The Washington State Department of Health reports that the number of flu and flu-like illnesses in the state is “very high.”
So far this season, 34 adults and three children in Washington state have come down with the flu. This includes a child under 5 years old. Most of the deaths occur in older adults, including 14 in those 65 and over.
Since fever is a symptom of both influenza and RSV, as well as COVID-19, the health district has prepared a guide for monitoring temperatures, reducing fevers and when to call a doctor. It is published on bfhd.wa.gov.
COVID in the three cities
No flu deaths have been reported in the Tri-Cities area.
However, there has been one additional death from COVID-19 reported by the Benton Franklin Health District in its weekly COVID-19 update.
An octogenarian from Benton County has died, bringing the total number of COVID deaths in the two counties since the start of the pandemic to 743.
Public health officials are seeing an increase in genetic material from the coronavirus that causes COVID-19 in wastewater samples taken from municipal plants in Kennewick, Pasco, Richland and West Richland.
The concentration of coronavirus in sewage is now somewhat higher than in the wave of COVID cases of the omicron virus earlier this year. And it is approaching the peak of cases seen this summer with a new omicron subvariant.
Stop the spread of the Tri-Cities
Health care officials are urging people to stay home if they are sick to reduce the spread of infections.
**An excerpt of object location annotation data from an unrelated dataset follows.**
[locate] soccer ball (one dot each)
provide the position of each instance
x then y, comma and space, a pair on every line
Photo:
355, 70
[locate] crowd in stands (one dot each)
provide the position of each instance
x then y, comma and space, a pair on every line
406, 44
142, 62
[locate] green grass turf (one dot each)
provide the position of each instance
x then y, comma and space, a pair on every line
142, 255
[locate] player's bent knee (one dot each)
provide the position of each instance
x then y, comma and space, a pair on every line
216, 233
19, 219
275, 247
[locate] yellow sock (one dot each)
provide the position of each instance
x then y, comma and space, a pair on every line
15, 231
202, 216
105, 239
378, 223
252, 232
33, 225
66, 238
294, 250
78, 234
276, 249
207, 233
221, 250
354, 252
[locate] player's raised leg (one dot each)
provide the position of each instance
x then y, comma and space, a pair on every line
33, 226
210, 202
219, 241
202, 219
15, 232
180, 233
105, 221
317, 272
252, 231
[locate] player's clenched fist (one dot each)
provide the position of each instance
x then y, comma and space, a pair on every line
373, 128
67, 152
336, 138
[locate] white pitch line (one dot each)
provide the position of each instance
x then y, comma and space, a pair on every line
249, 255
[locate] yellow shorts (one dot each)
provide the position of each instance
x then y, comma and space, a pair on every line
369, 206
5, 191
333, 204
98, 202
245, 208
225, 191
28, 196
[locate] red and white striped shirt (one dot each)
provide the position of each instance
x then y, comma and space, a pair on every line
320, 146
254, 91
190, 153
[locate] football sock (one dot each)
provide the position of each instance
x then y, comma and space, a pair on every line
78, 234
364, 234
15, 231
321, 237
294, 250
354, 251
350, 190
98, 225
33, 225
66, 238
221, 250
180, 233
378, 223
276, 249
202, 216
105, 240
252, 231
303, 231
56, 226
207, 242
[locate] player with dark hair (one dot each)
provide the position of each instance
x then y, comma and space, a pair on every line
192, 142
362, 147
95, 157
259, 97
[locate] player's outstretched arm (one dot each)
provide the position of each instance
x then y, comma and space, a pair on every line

And, please, please get vaccinated against COVID-19 and the flu, doctors have urged.
“They work,” Jecha said.
Both vaccines help prevent disease or may lessen the severity of disease, which could prevent hospitalization or death for those most at risk.
Only anecdotal information was available on how many people in the Tri-Cities are getting their flu shots this season.
Hill says it appears for a second year in a row fewer people are getting their flu shot.
Other measures to prevent the spread of respiratory infections include washing hands, covering coughs and sneezes, and wearing a face mask when appropriate.
Seattle and King County health officer Dr. Jeff Duchin recommended Friday that residents resume wearing masks in indoor public spaces.
When to go to hospital
Most people with symptoms of respiratory illness should see their GP or a walk-in or emergency care center to allow hospital ERs to focus on the most seriously ill patients, doctors said during Thursday’s press conference.
Those patients include not only the most serious cases of respiratory illnesses, but also people needing urgent treatment for heart attacks, strokes and car accidents, doctors from Tri-City hospitals said.
However, don’t hesitate to go to a hospital emergency room for symptoms such as shortness of breath, said Dr. Adam Smith, chief medical staff at Trios Health in Kennewick.
The Benton Franklin Health District says issues requiring emergency room treatment include:
▪ An injury or illness that threatens life or limb.
▪ Difficulty breathing, loss of consciousness or seizure.
▪ Intense abdominal pain, allergic reactions, burns or skin infections.
▪ High fever with persistent headache or dizziness.
▪ Dehydration or rapid heartbeat that does not slow down.